Sou do tempo em que não se brincava Carnaval nas ruas do Rio de Janeiro. A minha percepção de moça era de que a ditadura militar, tão reativa às manifestações populares e às aglutinações públicas, era a culpada pelo fenômeno. Não sei. O fato é que a cidade passou um longo período muda. Fora a Sapucaí e a Rio Branco, as opções a portas fechadas eram bailes de clube e orgias romanas.
O Cacique de Ramos, o Bola Preta e a Banda de Ipanema faziam parte da resistência.
Meu espírito de foliã desabrochou tarde, em um esplendoroso Carnaval em Salvador. A velha sociofobia se rendeu aos shows peripatéticos. Na Bahia, não se ouve somente música de Carnaval. É claro que existem o axé e os refrões irresistíveis, como o da água mineral, mas ver Carlinhos Brown reger a Timbalada no Guarani, interpretar Zé Ramalho, Gil atacar o repertório de Londres e Baby e os seus, em uma peregrinação de um dia inteiro, fazerem uma retrospectiva histórica da carreira da diva foram grandes surpresas do Baco à baiana.
E mais Ivete, Ben Jor, Marisa, Caetano, o Gandhi, o Ilê e os Apaches. Imperdível.
Os fracos, que têm por costume voltar para casa antes das 10 do dia seguinte, acordavam para descobrir que haviam partido no momento culminante da festa. A grande ameaça do Carnaval soteropolitano é o sono.
Na época, o Rio era um deserto. Tímidos blocos arriscavam sair, mortos-vivos de Michael Jackson, morrendo à míngua nas vielas vazias. Havíamos perdido o rumo.
Hoje, o Bola Preta bateu o Galo da Madrugada, do Recife, em número de foliões e Preta Gil teve de ser transferida para o Centro. A profusão de adeptos tumultua a orla e faz xixi nos canteiros. O prefeito Eduardo Paes, amante da folia, enfrenta os dilemas da organização. No meio da semana, um cortejo saiu sem autorização e engastalhou o tráfego de Botafogo.

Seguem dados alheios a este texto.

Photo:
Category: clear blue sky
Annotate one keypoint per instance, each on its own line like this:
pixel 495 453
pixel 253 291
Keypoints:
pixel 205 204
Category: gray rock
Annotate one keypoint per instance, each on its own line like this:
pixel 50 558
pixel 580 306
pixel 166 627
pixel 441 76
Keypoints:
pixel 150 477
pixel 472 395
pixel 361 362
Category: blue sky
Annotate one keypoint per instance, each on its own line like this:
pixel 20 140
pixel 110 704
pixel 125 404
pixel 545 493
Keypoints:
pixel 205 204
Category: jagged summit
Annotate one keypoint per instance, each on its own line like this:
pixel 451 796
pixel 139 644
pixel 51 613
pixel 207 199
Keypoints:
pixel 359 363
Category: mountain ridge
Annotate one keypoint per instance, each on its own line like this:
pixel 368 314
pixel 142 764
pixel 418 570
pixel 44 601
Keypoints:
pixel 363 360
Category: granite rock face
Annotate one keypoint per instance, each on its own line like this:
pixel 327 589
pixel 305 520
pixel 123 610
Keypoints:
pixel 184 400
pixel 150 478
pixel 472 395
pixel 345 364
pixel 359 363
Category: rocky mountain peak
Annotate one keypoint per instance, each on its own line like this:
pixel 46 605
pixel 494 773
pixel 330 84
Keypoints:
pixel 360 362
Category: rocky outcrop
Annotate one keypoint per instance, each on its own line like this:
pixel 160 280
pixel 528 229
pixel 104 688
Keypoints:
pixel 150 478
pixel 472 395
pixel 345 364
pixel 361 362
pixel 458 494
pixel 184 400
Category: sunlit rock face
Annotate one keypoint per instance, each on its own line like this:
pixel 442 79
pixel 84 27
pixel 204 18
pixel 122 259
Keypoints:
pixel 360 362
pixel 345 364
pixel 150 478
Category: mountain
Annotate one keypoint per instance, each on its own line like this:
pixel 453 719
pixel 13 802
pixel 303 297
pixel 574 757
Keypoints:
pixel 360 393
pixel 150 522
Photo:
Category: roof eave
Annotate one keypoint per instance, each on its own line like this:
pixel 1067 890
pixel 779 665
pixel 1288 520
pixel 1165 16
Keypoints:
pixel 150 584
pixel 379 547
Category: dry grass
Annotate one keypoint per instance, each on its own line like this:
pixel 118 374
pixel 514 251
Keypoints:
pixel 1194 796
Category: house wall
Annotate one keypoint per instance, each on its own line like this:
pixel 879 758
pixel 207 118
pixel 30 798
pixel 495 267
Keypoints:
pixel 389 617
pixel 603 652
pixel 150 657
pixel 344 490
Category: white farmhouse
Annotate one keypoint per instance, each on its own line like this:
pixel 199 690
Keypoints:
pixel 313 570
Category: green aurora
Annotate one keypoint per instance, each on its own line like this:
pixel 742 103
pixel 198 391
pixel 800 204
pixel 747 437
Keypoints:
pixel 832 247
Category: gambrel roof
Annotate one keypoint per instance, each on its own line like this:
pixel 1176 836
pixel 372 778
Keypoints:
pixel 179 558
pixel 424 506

A guarda entrou em contato com a prefeitura: reprime ou não reprime? O prefeito mandou seguir. Ia fazer o quê? Botar todo mundo em cana?
O Carnaval carioca guarda o tom do improviso. Em Salvador, comandos de quatro soldados baixam o cacete de maneira cirúrgica para garantir paz na procissão de eufóricos. O Rio é amador.
Os blocos cariocas soam canhestros aos ouvidos do meu amigo baiano, o violonista e compositor Cézar Mendes. Salvo exceções, e ele deu como exemplo os naipes dos metais da Banda de Ipanema, Cézar constata que na Bahia, ao contrário do Rio, os músicos são profissionais. Virtuoses, diz ele. E se escuta bem mesmo longe das caixas. Aqui, quem vem no rabo da bagunça mal entende o que se canta na frente, em um agudo estourado, como uma buzina estridente.
A observação me fez pensar que, talvez, a motivação primeira do Carnaval do Rio não seja a música. O Simpatia, o Que M. é Essa?, o Me Beija que Eu Sou Cineasta são como o Baixo Gávea, a Guanabara e a Lapa, salões ambulantes, fiéis à tradição do chope e do filé- aperitivo. Entendi, ouvindo a crítica do baiano, que o que puxa a parada no Rio é a boemia.
Carioca tem horror a visita, mas gasta as horas perambulando pelos bares e calçadas. A cidade é a sala, habemus esquinas. É a esse caráter que devemos a volta do Carnaval.
O renascimento passa por um instante glorioso. Os blocos cresceram, mas ainda não viraram um negócio. Em dez anos, o Monobloco fechará o Aterro e a guerra ambiental dos jardins da orla contra os Napoleões de Boulevard provocará a proliferação desenfreada da iúca, planta dura em formato de agulha capaz de cegar o incauto. Tapumes de madeira farão um curral do percurso e o abadá, tomara que não, será permitido.
Venha o que vier, espero que a informalidade resista. Espero, também, que, além dos botequins, a paixão pelas churrascarias evolua para a fundação do Espeta as Carnes, do Picanha Nobre e do Estou em Brasa.